When Yangtze Power bought Luz del Sur, the Peruvian competition regulator, Indecopi, set as a condition that the distributor could not buy energy from generators linked to its economic group without a supervised bidding process. This is because its parent company, China Three Gorges, also owns the third-largest hydroelectric plant in the country (Chaglla) and other smaller ones. Indecopi will probably set a similar condition for the purchase of Enel. One detail: this prohibition applies only until 2030.

Gigantic investments

Until then, two things will happen: some supply agreements that Luz del Sur has with the generators to obtain the energy it distributes to the regulated market will expire and also the contracts of more than 1,500 free customers with different electricity suppliers. In Peru, free customers are companies with high consumption (mining companies, cement plants, factories, malls, etc.) that are not obliged to connect to the general grid.

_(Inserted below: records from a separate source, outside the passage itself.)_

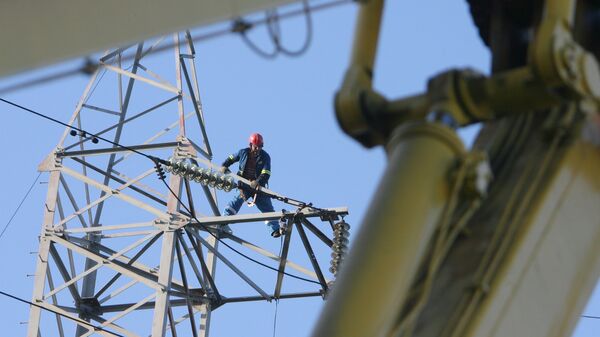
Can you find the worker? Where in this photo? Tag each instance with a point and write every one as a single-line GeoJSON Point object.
{"type": "Point", "coordinates": [255, 165]}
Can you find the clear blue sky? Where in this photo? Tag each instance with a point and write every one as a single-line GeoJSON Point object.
{"type": "Point", "coordinates": [288, 100]}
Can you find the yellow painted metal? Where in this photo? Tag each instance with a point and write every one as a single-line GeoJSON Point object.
{"type": "Point", "coordinates": [356, 99]}
{"type": "Point", "coordinates": [553, 264]}
{"type": "Point", "coordinates": [393, 240]}
{"type": "Point", "coordinates": [37, 33]}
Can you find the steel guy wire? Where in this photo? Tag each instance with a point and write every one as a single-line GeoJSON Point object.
{"type": "Point", "coordinates": [157, 162]}
{"type": "Point", "coordinates": [20, 204]}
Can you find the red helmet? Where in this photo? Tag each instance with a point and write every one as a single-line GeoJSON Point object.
{"type": "Point", "coordinates": [256, 139]}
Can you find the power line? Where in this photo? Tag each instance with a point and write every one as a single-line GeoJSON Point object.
{"type": "Point", "coordinates": [86, 66]}
{"type": "Point", "coordinates": [18, 207]}
{"type": "Point", "coordinates": [157, 162]}
{"type": "Point", "coordinates": [80, 321]}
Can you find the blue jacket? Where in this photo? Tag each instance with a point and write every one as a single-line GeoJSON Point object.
{"type": "Point", "coordinates": [263, 164]}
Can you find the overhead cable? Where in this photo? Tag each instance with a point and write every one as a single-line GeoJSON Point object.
{"type": "Point", "coordinates": [85, 67]}
{"type": "Point", "coordinates": [20, 204]}
{"type": "Point", "coordinates": [157, 162]}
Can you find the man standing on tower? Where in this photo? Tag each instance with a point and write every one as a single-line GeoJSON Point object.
{"type": "Point", "coordinates": [255, 165]}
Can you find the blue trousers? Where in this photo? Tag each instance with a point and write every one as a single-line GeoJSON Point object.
{"type": "Point", "coordinates": [262, 202]}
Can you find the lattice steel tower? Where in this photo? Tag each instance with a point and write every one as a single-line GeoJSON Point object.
{"type": "Point", "coordinates": [118, 254]}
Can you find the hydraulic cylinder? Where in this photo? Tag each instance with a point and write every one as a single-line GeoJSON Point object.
{"type": "Point", "coordinates": [374, 282]}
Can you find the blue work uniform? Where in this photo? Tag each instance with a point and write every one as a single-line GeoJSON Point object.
{"type": "Point", "coordinates": [260, 171]}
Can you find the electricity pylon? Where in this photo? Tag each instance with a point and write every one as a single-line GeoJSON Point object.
{"type": "Point", "coordinates": [135, 258]}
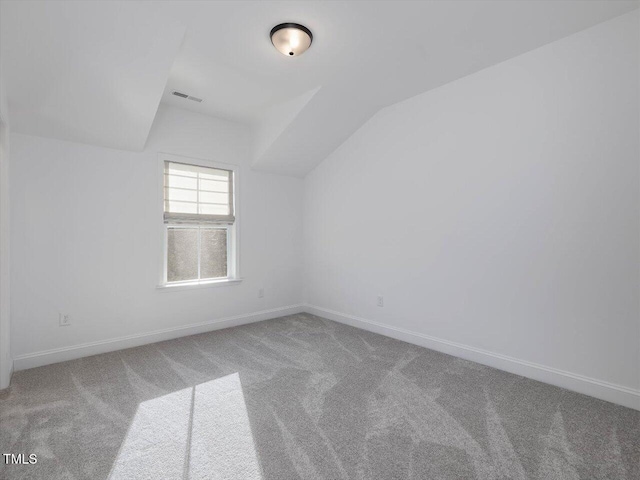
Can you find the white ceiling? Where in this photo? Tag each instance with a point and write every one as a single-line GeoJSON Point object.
{"type": "Point", "coordinates": [94, 71]}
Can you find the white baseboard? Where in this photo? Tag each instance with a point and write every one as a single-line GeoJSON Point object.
{"type": "Point", "coordinates": [618, 394]}
{"type": "Point", "coordinates": [6, 380]}
{"type": "Point", "coordinates": [56, 355]}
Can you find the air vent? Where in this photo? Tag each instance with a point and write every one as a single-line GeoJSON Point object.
{"type": "Point", "coordinates": [184, 95]}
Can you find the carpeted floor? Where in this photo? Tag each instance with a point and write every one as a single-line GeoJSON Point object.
{"type": "Point", "coordinates": [304, 397]}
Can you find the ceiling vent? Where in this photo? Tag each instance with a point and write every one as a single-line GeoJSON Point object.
{"type": "Point", "coordinates": [184, 95]}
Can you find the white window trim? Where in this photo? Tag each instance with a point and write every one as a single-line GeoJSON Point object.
{"type": "Point", "coordinates": [233, 231]}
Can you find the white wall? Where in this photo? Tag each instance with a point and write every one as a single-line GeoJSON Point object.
{"type": "Point", "coordinates": [86, 233]}
{"type": "Point", "coordinates": [6, 362]}
{"type": "Point", "coordinates": [499, 212]}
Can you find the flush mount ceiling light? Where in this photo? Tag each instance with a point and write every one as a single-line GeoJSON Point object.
{"type": "Point", "coordinates": [291, 39]}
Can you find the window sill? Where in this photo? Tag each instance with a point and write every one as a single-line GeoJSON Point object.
{"type": "Point", "coordinates": [174, 287]}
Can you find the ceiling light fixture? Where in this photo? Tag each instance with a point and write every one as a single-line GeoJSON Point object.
{"type": "Point", "coordinates": [291, 39]}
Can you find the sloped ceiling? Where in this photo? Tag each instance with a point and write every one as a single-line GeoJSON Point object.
{"type": "Point", "coordinates": [95, 72]}
{"type": "Point", "coordinates": [90, 72]}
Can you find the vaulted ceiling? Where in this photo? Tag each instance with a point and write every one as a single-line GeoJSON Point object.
{"type": "Point", "coordinates": [95, 72]}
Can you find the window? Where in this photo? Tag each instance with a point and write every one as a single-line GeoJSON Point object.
{"type": "Point", "coordinates": [199, 223]}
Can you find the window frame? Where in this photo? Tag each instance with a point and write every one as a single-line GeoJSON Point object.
{"type": "Point", "coordinates": [233, 231]}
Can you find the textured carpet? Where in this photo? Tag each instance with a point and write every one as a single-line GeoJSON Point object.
{"type": "Point", "coordinates": [304, 397]}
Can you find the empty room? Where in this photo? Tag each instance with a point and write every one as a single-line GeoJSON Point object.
{"type": "Point", "coordinates": [279, 240]}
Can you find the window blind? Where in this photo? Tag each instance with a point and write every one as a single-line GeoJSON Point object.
{"type": "Point", "coordinates": [194, 194]}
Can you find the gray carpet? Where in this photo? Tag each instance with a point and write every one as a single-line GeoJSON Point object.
{"type": "Point", "coordinates": [304, 397]}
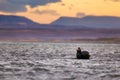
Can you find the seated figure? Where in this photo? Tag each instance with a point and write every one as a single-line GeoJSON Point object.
{"type": "Point", "coordinates": [82, 54]}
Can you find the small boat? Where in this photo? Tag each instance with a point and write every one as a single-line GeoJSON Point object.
{"type": "Point", "coordinates": [83, 55]}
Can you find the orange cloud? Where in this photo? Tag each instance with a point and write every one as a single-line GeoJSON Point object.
{"type": "Point", "coordinates": [52, 11]}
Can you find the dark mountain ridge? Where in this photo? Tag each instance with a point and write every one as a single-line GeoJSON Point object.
{"type": "Point", "coordinates": [90, 21]}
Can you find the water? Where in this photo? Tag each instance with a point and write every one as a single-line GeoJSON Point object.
{"type": "Point", "coordinates": [57, 61]}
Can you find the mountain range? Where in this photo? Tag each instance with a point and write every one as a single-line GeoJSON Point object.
{"type": "Point", "coordinates": [90, 21]}
{"type": "Point", "coordinates": [18, 27]}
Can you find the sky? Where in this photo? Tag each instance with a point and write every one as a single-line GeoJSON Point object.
{"type": "Point", "coordinates": [47, 11]}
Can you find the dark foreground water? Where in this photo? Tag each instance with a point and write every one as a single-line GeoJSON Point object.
{"type": "Point", "coordinates": [56, 61]}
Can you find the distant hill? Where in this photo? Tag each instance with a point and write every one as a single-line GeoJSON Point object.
{"type": "Point", "coordinates": [17, 27]}
{"type": "Point", "coordinates": [90, 21]}
{"type": "Point", "coordinates": [17, 22]}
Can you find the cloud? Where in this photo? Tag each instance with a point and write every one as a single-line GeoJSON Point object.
{"type": "Point", "coordinates": [115, 0]}
{"type": "Point", "coordinates": [80, 14]}
{"type": "Point", "coordinates": [19, 5]}
{"type": "Point", "coordinates": [52, 12]}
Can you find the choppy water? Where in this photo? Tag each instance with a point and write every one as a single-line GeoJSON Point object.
{"type": "Point", "coordinates": [56, 61]}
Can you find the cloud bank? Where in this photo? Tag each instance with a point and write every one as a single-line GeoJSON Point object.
{"type": "Point", "coordinates": [19, 5]}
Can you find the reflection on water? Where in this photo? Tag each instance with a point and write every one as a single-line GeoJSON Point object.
{"type": "Point", "coordinates": [56, 61]}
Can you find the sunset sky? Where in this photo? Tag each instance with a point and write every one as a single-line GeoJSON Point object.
{"type": "Point", "coordinates": [46, 11]}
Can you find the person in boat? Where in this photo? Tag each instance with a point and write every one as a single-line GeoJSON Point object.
{"type": "Point", "coordinates": [82, 54]}
{"type": "Point", "coordinates": [79, 50]}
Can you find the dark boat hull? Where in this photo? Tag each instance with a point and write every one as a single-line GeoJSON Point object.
{"type": "Point", "coordinates": [83, 55]}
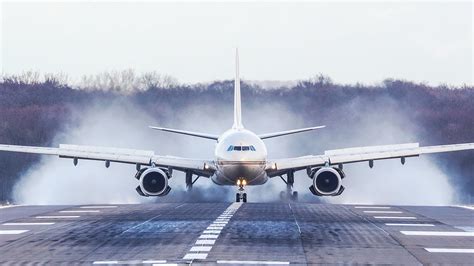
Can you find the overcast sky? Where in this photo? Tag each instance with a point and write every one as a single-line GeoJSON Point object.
{"type": "Point", "coordinates": [194, 42]}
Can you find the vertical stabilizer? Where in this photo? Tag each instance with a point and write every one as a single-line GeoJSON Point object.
{"type": "Point", "coordinates": [237, 100]}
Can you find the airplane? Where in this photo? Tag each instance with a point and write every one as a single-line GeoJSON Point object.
{"type": "Point", "coordinates": [240, 159]}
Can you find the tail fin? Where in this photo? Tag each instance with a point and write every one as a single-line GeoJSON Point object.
{"type": "Point", "coordinates": [237, 100]}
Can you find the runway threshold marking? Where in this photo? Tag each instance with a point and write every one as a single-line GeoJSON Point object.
{"type": "Point", "coordinates": [269, 262]}
{"type": "Point", "coordinates": [436, 233]}
{"type": "Point", "coordinates": [450, 250]}
{"type": "Point", "coordinates": [208, 237]}
{"type": "Point", "coordinates": [12, 232]}
{"type": "Point", "coordinates": [399, 224]}
{"type": "Point", "coordinates": [28, 223]}
{"type": "Point", "coordinates": [396, 217]}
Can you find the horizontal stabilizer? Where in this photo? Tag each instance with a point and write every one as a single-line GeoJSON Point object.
{"type": "Point", "coordinates": [189, 133]}
{"type": "Point", "coordinates": [288, 132]}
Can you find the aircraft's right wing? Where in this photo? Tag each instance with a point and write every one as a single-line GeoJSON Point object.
{"type": "Point", "coordinates": [130, 156]}
{"type": "Point", "coordinates": [361, 154]}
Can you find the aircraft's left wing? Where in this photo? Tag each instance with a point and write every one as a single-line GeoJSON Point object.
{"type": "Point", "coordinates": [361, 154]}
{"type": "Point", "coordinates": [106, 154]}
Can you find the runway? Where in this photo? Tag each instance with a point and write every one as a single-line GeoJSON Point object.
{"type": "Point", "coordinates": [236, 233]}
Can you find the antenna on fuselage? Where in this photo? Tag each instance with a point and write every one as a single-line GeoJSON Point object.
{"type": "Point", "coordinates": [237, 100]}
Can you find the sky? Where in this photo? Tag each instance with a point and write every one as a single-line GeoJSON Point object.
{"type": "Point", "coordinates": [351, 42]}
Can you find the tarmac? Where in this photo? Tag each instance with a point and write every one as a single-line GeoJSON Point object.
{"type": "Point", "coordinates": [236, 234]}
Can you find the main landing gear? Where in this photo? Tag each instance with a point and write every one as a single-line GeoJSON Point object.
{"type": "Point", "coordinates": [289, 194]}
{"type": "Point", "coordinates": [241, 195]}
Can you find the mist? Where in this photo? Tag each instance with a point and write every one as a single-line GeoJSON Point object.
{"type": "Point", "coordinates": [123, 123]}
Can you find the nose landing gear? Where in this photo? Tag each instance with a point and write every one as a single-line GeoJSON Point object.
{"type": "Point", "coordinates": [241, 195]}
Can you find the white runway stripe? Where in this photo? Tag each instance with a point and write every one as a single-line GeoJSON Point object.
{"type": "Point", "coordinates": [450, 250]}
{"type": "Point", "coordinates": [211, 232]}
{"type": "Point", "coordinates": [394, 224]}
{"type": "Point", "coordinates": [253, 262]}
{"type": "Point", "coordinates": [205, 242]}
{"type": "Point", "coordinates": [201, 248]}
{"type": "Point", "coordinates": [130, 262]}
{"type": "Point", "coordinates": [195, 256]}
{"type": "Point", "coordinates": [396, 217]}
{"type": "Point", "coordinates": [98, 207]}
{"type": "Point", "coordinates": [372, 207]}
{"type": "Point", "coordinates": [57, 217]}
{"type": "Point", "coordinates": [80, 211]}
{"type": "Point", "coordinates": [12, 232]}
{"type": "Point", "coordinates": [208, 236]}
{"type": "Point", "coordinates": [436, 233]}
{"type": "Point", "coordinates": [384, 212]}
{"type": "Point", "coordinates": [28, 223]}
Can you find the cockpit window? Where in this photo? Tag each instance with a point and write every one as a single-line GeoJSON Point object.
{"type": "Point", "coordinates": [241, 148]}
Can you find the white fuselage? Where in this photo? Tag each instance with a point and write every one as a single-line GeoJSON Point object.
{"type": "Point", "coordinates": [240, 154]}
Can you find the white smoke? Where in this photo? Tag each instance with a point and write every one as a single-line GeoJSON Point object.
{"type": "Point", "coordinates": [122, 124]}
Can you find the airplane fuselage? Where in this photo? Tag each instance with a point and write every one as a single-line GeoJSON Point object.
{"type": "Point", "coordinates": [240, 155]}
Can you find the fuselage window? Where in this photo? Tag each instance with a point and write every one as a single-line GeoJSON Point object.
{"type": "Point", "coordinates": [241, 148]}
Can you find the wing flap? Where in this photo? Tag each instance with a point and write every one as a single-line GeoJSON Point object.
{"type": "Point", "coordinates": [130, 156]}
{"type": "Point", "coordinates": [361, 154]}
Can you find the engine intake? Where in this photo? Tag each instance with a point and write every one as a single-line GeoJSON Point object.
{"type": "Point", "coordinates": [327, 181]}
{"type": "Point", "coordinates": [153, 182]}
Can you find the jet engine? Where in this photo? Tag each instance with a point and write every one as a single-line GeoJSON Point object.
{"type": "Point", "coordinates": [153, 182]}
{"type": "Point", "coordinates": [327, 181]}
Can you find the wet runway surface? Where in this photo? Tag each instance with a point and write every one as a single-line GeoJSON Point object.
{"type": "Point", "coordinates": [225, 233]}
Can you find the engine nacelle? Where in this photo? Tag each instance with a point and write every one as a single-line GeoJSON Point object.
{"type": "Point", "coordinates": [153, 182]}
{"type": "Point", "coordinates": [327, 181]}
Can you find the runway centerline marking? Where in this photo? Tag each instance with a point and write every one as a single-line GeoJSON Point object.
{"type": "Point", "coordinates": [450, 250]}
{"type": "Point", "coordinates": [57, 217]}
{"type": "Point", "coordinates": [201, 248]}
{"type": "Point", "coordinates": [205, 242]}
{"type": "Point", "coordinates": [208, 237]}
{"type": "Point", "coordinates": [395, 224]}
{"type": "Point", "coordinates": [80, 211]}
{"type": "Point", "coordinates": [252, 262]}
{"type": "Point", "coordinates": [12, 232]}
{"type": "Point", "coordinates": [159, 262]}
{"type": "Point", "coordinates": [98, 207]}
{"type": "Point", "coordinates": [28, 223]}
{"type": "Point", "coordinates": [371, 207]}
{"type": "Point", "coordinates": [396, 217]}
{"type": "Point", "coordinates": [436, 233]}
{"type": "Point", "coordinates": [383, 212]}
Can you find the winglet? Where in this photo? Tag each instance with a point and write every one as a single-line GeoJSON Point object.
{"type": "Point", "coordinates": [237, 99]}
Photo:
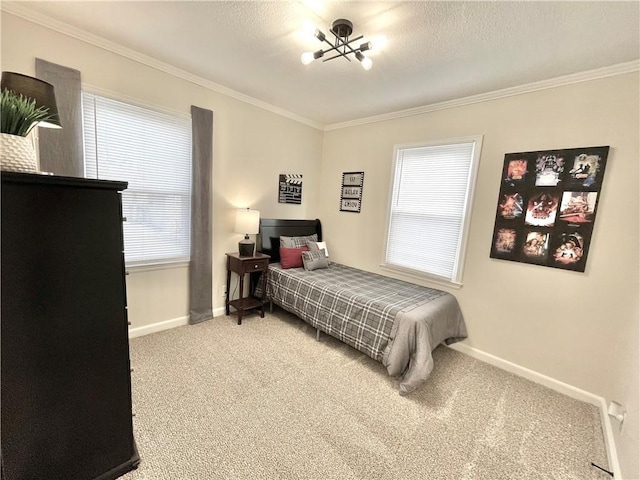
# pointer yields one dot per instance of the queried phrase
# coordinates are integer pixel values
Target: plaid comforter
(360, 308)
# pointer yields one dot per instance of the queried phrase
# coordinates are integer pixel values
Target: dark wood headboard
(268, 241)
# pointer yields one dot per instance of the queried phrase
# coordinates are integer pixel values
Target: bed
(394, 322)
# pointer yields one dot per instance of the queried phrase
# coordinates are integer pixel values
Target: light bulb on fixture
(366, 62)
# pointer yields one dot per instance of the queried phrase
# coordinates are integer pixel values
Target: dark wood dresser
(66, 384)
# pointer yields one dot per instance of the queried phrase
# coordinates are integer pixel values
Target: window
(151, 151)
(430, 207)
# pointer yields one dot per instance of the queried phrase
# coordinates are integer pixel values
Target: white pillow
(319, 246)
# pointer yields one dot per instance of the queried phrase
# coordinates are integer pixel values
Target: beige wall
(252, 146)
(578, 328)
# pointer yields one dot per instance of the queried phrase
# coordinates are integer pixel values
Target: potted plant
(24, 103)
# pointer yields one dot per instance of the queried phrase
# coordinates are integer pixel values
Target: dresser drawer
(256, 265)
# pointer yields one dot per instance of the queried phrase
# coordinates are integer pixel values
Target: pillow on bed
(292, 257)
(297, 242)
(318, 246)
(315, 259)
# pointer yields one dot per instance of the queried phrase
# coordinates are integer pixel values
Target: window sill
(149, 266)
(418, 275)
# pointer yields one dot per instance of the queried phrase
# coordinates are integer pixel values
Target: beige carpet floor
(265, 400)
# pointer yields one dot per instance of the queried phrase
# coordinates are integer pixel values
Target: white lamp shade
(247, 221)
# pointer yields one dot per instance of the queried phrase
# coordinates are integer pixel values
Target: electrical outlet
(618, 412)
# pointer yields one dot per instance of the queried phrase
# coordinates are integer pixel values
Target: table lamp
(247, 222)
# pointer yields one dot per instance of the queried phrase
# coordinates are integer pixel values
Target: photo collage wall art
(547, 206)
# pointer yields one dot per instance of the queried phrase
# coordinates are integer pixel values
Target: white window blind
(429, 207)
(151, 151)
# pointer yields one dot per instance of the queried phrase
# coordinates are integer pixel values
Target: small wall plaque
(351, 193)
(290, 189)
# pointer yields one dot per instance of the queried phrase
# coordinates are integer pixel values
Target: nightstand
(243, 265)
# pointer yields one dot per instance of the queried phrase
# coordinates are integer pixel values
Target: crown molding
(618, 69)
(26, 13)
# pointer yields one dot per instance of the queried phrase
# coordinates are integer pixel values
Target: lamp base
(245, 247)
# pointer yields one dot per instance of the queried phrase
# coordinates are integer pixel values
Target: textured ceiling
(436, 51)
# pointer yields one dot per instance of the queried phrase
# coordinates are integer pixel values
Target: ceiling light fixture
(342, 45)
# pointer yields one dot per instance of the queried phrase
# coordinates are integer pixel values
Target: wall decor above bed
(547, 206)
(351, 192)
(290, 189)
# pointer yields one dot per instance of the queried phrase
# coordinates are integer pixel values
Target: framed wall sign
(547, 206)
(351, 192)
(290, 189)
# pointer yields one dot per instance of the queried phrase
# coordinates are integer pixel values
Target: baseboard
(158, 327)
(166, 324)
(558, 386)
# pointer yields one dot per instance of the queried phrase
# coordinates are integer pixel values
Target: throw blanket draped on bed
(394, 322)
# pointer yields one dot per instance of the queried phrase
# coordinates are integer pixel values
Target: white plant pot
(17, 153)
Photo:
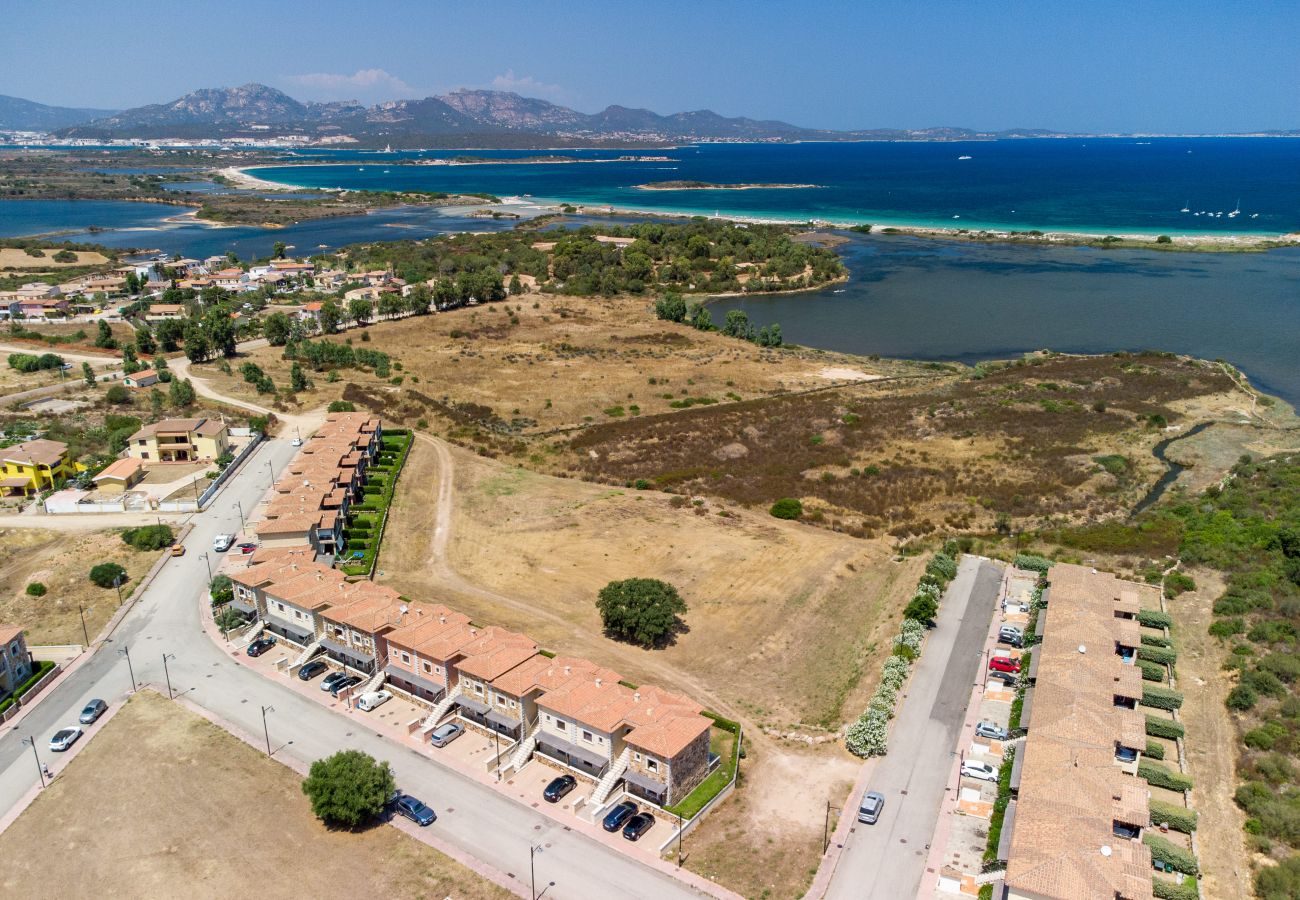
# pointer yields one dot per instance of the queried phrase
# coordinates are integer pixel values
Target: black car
(260, 647)
(637, 826)
(312, 669)
(618, 816)
(558, 788)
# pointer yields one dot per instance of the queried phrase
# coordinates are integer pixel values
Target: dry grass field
(61, 559)
(164, 804)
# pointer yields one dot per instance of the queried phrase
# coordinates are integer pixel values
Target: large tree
(640, 610)
(349, 788)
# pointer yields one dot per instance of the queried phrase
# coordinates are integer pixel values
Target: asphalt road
(471, 816)
(887, 860)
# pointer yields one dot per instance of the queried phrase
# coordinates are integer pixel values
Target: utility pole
(168, 674)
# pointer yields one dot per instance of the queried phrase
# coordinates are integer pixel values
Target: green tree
(349, 788)
(640, 610)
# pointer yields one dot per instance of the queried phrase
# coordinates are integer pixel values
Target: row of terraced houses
(581, 717)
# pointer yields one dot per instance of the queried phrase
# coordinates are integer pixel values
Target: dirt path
(1210, 745)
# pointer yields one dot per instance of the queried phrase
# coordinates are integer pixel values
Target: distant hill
(18, 115)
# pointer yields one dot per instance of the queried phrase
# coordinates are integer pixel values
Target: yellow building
(34, 466)
(180, 440)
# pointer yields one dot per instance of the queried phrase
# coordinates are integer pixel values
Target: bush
(787, 507)
(349, 788)
(1174, 857)
(640, 610)
(1179, 818)
(107, 575)
(1162, 777)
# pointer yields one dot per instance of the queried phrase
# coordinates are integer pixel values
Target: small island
(710, 186)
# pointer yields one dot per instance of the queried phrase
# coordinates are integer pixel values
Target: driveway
(887, 860)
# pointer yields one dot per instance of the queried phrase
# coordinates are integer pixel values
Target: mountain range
(463, 117)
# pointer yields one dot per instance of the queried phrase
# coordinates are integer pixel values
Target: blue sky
(1155, 65)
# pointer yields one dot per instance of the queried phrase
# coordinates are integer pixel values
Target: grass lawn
(165, 804)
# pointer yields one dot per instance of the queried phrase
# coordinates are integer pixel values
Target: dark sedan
(637, 826)
(312, 669)
(260, 647)
(619, 816)
(557, 790)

They can buy energy, if it suits them, directly from the generators.

In addition, as detailed in Semana Económica magazine, Three Gorges and Yangtze Power have a strong short-term plan to increase their generation capacity to triple their participation in this segment. It is expected that large competing players, such as Kallpa, will sell and leave the country. A reconfiguration of the sector is coming and the Chinese are well-positioned to take advantage of it. Do they have a monopolistic aspiration?

The great risk is that, as of 2030, Luz del Sur buys without filters from the Chinese hydroelectric companies and, thus, closes part of the regulated market to the other generators. If it decides to play against the wall with the new owner of Enel (whose parent company, in the end, is controlled by the same Government), the closure would be extreme. This would also give them a much stronger position to “steal” free customers. In the worst-case scenario, the sources of energy generation that are not in Chinese hands could disappear.

Electricity market players

To avoid these risks, which are serious, the electricity market is separated into those who produce energy, those who transport it and those who connect it to the user. The operation of Chinese companies, both in generation and distribution, is something that should not have been allowed from the beginning in Peru. Today, Indecopi has the power to block China Southern Power Grid from acquiring Enel and it should do so.

The reality is that centralized planning, with competition “in lies” and favored treatment of state-owned companies, is in the DNA of Chinese state-owned companies. While China does not operate a communist economic system in the academic sense of the term, at the end of the day, the parent companies and their subsidiaries are aligned — because they are the same — with the CCP’s strategy. Just as in past centuries, British and U.S. corporations exported capitalism to the world, it is to be expected that firms from the Asian power will also try to operate in Latin America with their own logic, standards and practices.

In the end, the great risk is to end up giving almost total control of the power switch to a global power, whose state-owned companies operate today as flagships of its economic model and geopolitical ambitions. What negotiating capacity will the institutions of Latin American countries have in such a scenario — which does not seem so far away, if we look at Peru as a paradigm for the region — to defend their national interests or to stand up to China?